De heer Vleeshouwers: Dat doe ik zeker! Ik heb nog één aanvullende vraag; dat heb ik in mijn inleiding ook al gezegd. Ik mis een financiële onderbouwing van het verhaal. Zouden wij over anderhalve week ook een inschatting kunnen krijgen van de kosten die dit voorstel met zich mee gaat brengen? De heer Rozendaal: Wij hebben in het voorstel aangegeven dat het in principe geen financiële consequenties heeft, anders dan die welke er nog zouden zijn, maar…. Mevrouw Breuers: Mijnheer de voorzitter! Volgens mij ontlokt u mij nu een interruptie. Als we verder gaan, dan wordt het tóch behandeld. Zullen we er nu niets meer over zeggen?
109
A
Verslagnummer 9
De heer Rozendaal: Dat vind ik een heel goed….
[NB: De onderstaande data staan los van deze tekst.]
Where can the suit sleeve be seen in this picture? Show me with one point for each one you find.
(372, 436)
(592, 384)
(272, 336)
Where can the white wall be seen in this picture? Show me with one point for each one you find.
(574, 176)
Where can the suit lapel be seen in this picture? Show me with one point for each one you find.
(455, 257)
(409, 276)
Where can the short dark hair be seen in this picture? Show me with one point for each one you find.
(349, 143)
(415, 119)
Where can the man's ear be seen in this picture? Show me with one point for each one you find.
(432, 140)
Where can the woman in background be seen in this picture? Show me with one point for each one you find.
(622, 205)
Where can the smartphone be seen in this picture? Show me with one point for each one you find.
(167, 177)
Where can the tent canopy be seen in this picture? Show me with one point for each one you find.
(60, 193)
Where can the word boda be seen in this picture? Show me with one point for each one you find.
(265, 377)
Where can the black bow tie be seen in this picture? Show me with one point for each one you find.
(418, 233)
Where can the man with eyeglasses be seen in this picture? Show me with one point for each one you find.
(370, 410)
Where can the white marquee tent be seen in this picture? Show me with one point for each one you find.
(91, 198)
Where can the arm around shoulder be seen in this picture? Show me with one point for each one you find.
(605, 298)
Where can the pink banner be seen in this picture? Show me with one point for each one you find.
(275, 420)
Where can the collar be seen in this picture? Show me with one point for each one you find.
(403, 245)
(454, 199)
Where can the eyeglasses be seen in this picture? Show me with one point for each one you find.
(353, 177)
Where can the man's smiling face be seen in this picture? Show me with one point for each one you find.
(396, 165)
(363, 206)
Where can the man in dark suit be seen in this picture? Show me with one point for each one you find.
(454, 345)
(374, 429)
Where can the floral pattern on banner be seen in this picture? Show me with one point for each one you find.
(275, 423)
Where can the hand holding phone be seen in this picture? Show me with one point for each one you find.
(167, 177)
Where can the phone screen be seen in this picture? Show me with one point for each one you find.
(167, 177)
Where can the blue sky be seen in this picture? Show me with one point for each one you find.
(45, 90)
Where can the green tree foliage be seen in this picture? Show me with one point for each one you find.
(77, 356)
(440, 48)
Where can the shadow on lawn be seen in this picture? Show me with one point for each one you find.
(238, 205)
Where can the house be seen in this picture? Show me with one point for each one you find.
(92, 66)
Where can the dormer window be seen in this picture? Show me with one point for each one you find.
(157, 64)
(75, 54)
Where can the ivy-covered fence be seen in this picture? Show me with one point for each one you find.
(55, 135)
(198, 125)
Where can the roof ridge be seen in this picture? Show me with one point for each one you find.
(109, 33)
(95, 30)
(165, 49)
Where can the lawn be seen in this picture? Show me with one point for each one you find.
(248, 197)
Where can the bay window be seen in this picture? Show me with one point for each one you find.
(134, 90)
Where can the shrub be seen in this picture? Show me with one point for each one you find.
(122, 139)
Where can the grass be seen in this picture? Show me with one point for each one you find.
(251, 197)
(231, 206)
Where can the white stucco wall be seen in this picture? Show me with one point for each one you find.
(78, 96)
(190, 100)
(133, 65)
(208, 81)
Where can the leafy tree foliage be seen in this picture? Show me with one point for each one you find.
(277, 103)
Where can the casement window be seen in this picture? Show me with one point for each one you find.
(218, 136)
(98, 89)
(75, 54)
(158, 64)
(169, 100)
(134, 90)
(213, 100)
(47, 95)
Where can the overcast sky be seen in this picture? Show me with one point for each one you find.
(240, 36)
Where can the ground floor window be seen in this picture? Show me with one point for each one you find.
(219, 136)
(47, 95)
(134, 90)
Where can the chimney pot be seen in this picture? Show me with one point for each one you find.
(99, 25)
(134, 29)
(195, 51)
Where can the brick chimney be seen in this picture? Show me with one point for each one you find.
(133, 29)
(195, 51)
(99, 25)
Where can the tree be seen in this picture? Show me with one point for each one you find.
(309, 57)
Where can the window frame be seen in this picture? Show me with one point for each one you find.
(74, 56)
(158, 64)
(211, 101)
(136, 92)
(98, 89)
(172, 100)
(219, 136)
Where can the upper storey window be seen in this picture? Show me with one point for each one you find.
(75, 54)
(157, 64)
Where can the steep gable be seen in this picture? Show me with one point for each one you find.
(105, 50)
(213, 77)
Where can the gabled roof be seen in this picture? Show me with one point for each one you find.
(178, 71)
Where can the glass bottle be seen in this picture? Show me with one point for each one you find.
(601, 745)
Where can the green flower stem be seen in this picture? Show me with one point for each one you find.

Voorzitter: Mijnheer Vleeshouwers, er wordt hard gewerkt. Over anderhalve week is er meer! Zullen we het zo maar afspreken? Dank u wel, mevrouw Breuers. Zó zullen we er mee omgaan. De wethouder heeft het zó voorgesteld, dank u zeer. XI Ingekomen stukken Voorzitter: Dan zijn we nu toe aan agendapunt XI, ingekomen stukken. Zie onder a. gaat u ermee akkoord als we er zó mee omgaan? Mijnheer Van Liempd. De heer Van Liempd: Onder a2 staat een stuk van Milieudefensie en de Vereniging Klimaatverbond Nederland. Het zijn adviezen in het kader van de gemeenteraadsverkiezingen. Zou het mogelijk zijn om hiervan alle partijen een afschrift te geven, zodat zij het kunnen meenemen in hun verkiezingsprogramma’s? Voorzitter: Dat gaan we regelen. De heer Van Liempd: Dank u wel. Voorzitter: Verder nog iemand? Dan onder b, de voorstellen zoals daar geformuleerd. Kunt zich allen daarin vinden? Dank u zeer. Onder c ook? Dank u. Dan zijn we nu aan het einde gekomen van onze beraadslagingen van vandaag. Staat u mij toe dat ik een opmerking maak. Ik liep daarstraks even weg; met dank nog aan mevrouw Joosten dat zij mij verving. Radio 1, de NOS, had wederom belangstelling voor de gebeurtenissen in deze raad. Vanavond om 19.00 uur al, en nu weer. Men was in Hilversum redelijk verbaasd dat wij hier zo hard aan het werk waren terwijl er juist twee wethouders waren vertrokken. Mag ik u hartelijk bedanken, dat wij ook vandaag in het stadsbelang hard gewerkt hebben met elkaar? We hebben een stevige dag achter de rug; een emotionele dag ook. Ik ben u allen zeer erkentelijk voor uw constructieve inzet. We hebben goede afspraken met elkaar gemaakt. In Eindhoven blijft men samen hard aan het werk. Dank u wel. We gaan wat drinken. Aldus vastgesteld in de openbare raadsvergadering van 12 december 2005.